I suspect what GP is getting at is there will be a strong incentive to implement some structural sharing across tenants to avoid redundantly storing the same tokens over and over. At least I'd be tempted to do this if I was working with a very precious, constrained resource (e.g. VRAM). Doing this correctly seems.. very difficult. [edit] To answer your question directly: the probability that the entire cache is identical between two different users is very low, but the probability that there exists identical chunks of cache between two different users is very high. Exploiting those commonalities successfully will significantly compress the data.

weitendorf 1 hour ago||

Agree with this and I have been thinking about it recently as well. I think you could implement a cord-like vocabulary to identify large duplicated substrings for exact deduplication and pairwise correlations or vocabulary profiles/small classifiers for forward-looking or speculative deduplications.
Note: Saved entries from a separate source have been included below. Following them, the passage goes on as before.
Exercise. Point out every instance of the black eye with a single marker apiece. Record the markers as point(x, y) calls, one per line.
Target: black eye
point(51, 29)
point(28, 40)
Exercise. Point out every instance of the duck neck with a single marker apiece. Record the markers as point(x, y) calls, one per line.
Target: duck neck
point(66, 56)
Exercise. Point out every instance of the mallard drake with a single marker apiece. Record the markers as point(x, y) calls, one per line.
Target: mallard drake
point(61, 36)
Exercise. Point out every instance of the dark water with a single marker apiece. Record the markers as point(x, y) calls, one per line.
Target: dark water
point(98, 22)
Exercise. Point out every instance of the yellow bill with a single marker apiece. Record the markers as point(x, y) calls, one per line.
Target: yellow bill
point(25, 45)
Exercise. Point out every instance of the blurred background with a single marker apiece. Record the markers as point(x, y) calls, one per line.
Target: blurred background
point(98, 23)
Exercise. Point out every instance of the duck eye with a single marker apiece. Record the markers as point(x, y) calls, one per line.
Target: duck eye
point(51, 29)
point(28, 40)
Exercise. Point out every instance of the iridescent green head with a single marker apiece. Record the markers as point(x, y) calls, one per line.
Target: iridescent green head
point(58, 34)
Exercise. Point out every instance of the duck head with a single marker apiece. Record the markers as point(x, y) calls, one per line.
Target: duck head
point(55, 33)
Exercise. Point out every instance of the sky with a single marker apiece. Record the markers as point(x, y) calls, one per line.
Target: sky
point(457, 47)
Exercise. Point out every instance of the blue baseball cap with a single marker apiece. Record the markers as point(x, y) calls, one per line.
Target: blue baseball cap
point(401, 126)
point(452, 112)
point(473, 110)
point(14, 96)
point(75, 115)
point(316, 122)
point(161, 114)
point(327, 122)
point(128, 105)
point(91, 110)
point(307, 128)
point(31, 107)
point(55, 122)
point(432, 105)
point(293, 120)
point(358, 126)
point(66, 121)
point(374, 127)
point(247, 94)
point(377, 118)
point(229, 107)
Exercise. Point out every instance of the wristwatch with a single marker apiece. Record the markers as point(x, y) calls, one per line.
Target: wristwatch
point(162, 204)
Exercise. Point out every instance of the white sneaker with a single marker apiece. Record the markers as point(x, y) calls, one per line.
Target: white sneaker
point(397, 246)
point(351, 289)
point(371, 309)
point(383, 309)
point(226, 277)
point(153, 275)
A clear example is the GPL license, it’s a large substring you might encounter often and highly likely to be accompanied by lots of c code.

This is probably something that you’d be doing on the CPU though before sending anything to the GPU, though that’s definitely the sensitive surface since it’s hardware without good multitenancy. I assume the interface between the CPU and GPU is where you would be most likely to make a mistake where you start decoding data from one fd that was meant for another, or from the wrong position, and get someone else’s data.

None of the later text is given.